Reputation: 774
I'm new to python and pandas but I have a problem I cannot wrap my head around.
I'm trying to add a new column to my DataFrame
. To achieve that I use the assign()
function.
Most of the examples on the internet are painfully trivial and I cannot find a solution for my problem.
What works:
my_dataset.assign(new_col=lambda x: my_custom_long_function(x['long_column']))
def my_custom_long_function(input)
return input * 2
What doesn't work:
my_dataset.assign(new_col=lambda x: my_custom_string_function(x['string_column'])
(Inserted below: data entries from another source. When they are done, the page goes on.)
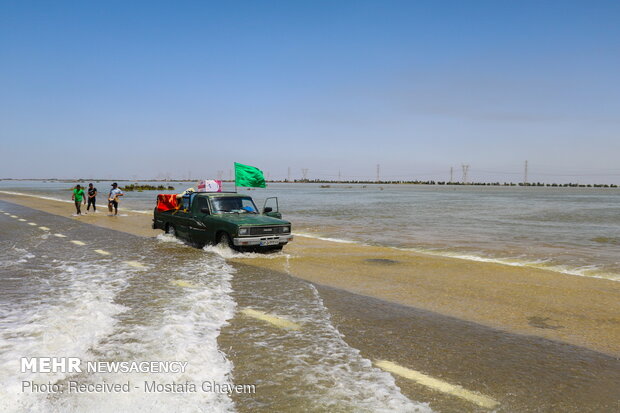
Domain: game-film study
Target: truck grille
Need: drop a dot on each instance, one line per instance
(266, 230)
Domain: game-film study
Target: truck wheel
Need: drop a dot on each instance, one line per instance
(225, 239)
(171, 230)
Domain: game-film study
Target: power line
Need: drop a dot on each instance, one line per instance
(465, 172)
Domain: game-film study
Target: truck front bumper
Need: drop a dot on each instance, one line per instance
(265, 241)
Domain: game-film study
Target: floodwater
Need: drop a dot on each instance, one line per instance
(291, 345)
(569, 230)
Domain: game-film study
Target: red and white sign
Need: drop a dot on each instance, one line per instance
(210, 185)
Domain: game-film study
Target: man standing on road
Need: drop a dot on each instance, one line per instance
(78, 197)
(92, 194)
(115, 192)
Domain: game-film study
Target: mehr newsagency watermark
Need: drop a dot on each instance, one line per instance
(75, 365)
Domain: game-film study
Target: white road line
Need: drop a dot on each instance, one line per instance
(436, 384)
(271, 319)
(135, 264)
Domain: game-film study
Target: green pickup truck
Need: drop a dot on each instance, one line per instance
(229, 218)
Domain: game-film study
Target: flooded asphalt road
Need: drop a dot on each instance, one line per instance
(304, 347)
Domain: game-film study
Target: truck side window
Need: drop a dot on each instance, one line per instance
(200, 203)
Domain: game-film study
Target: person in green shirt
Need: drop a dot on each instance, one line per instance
(79, 198)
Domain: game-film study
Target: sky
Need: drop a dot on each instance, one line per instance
(148, 89)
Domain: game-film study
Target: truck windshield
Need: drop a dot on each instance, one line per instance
(237, 205)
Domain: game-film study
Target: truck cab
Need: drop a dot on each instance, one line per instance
(229, 218)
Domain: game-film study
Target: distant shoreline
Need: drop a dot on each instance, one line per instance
(316, 181)
(515, 299)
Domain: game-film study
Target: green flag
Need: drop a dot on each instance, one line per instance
(249, 176)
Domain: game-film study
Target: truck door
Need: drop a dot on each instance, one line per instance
(200, 229)
(182, 218)
(271, 209)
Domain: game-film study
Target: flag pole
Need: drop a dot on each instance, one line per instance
(235, 179)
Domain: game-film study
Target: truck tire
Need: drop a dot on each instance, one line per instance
(225, 239)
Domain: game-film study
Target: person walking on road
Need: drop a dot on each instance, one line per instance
(78, 198)
(115, 193)
(92, 197)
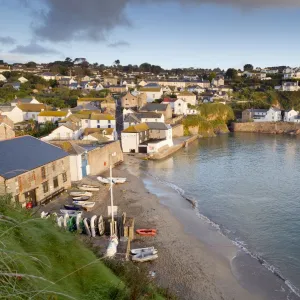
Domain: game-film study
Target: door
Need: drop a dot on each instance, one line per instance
(31, 197)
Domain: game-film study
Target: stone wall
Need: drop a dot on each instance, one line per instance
(177, 130)
(267, 127)
(99, 158)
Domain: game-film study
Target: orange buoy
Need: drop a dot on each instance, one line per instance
(146, 232)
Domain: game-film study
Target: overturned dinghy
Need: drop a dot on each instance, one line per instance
(143, 250)
(144, 256)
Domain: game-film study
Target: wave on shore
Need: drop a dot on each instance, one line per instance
(240, 244)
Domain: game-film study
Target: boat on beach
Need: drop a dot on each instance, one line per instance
(83, 198)
(143, 250)
(89, 188)
(84, 204)
(116, 180)
(81, 194)
(144, 256)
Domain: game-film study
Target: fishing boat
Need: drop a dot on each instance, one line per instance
(143, 250)
(90, 188)
(84, 204)
(82, 198)
(71, 207)
(81, 194)
(101, 227)
(114, 180)
(146, 232)
(144, 256)
(87, 227)
(71, 212)
(93, 226)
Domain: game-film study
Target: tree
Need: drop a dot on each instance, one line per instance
(248, 67)
(231, 73)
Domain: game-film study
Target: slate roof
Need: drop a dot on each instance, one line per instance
(22, 154)
(154, 107)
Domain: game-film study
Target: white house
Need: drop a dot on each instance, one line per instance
(188, 97)
(52, 116)
(22, 79)
(48, 76)
(31, 111)
(273, 115)
(12, 112)
(289, 115)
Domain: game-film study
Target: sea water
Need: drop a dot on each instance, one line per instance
(247, 186)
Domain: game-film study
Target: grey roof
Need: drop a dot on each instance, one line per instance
(154, 107)
(157, 126)
(22, 154)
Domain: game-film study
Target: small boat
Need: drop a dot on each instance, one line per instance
(71, 207)
(71, 212)
(101, 226)
(93, 227)
(146, 232)
(81, 194)
(143, 257)
(86, 227)
(83, 198)
(114, 180)
(90, 188)
(143, 250)
(84, 204)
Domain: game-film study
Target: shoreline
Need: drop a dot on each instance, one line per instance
(188, 267)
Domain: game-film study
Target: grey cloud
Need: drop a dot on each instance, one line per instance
(118, 44)
(33, 49)
(93, 19)
(7, 40)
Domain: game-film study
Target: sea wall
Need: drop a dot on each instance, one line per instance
(267, 127)
(99, 158)
(177, 131)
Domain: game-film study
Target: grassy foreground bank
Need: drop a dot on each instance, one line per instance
(40, 261)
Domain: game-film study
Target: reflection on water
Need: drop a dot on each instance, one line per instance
(249, 184)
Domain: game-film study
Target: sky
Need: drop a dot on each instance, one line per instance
(169, 33)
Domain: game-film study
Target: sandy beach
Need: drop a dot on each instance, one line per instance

def my_custom_string_function(input)
return input.upper()
What confuses me is that in the debug I can see that even for my_custom_long_function
the parameter is a Series
, not a long
.
I just want to use the lambda
function and pass a value of the column to do my already written complicated functions. How do I do this?
Edit: The example here is just for demonstrative purpose, the real code is basically an existing complex function that does not care about panda's types and needs a str
as a parameter.
Upvotes: 5
Views: 16043
Reputation: 71580
Because the column doesn't have a upper
method, in order to use it, you need to do str.upper
:
my_dataset.assign(new_col=lambda x: my_custom_string_function(x['string_column'])
def my_custom_string_function(input)
return input.str.upper()
That said, I would use:
my_dataset['new column'] = my_dataset['string_column'].str.upper()
For efficiency.
Edit:
my_dataset['new column'] = my_dataset['string_column'].apply(lambda x: my_custom_string_function(x))
def my_custom_string_function(input):
return input.upper()
Upvotes: 6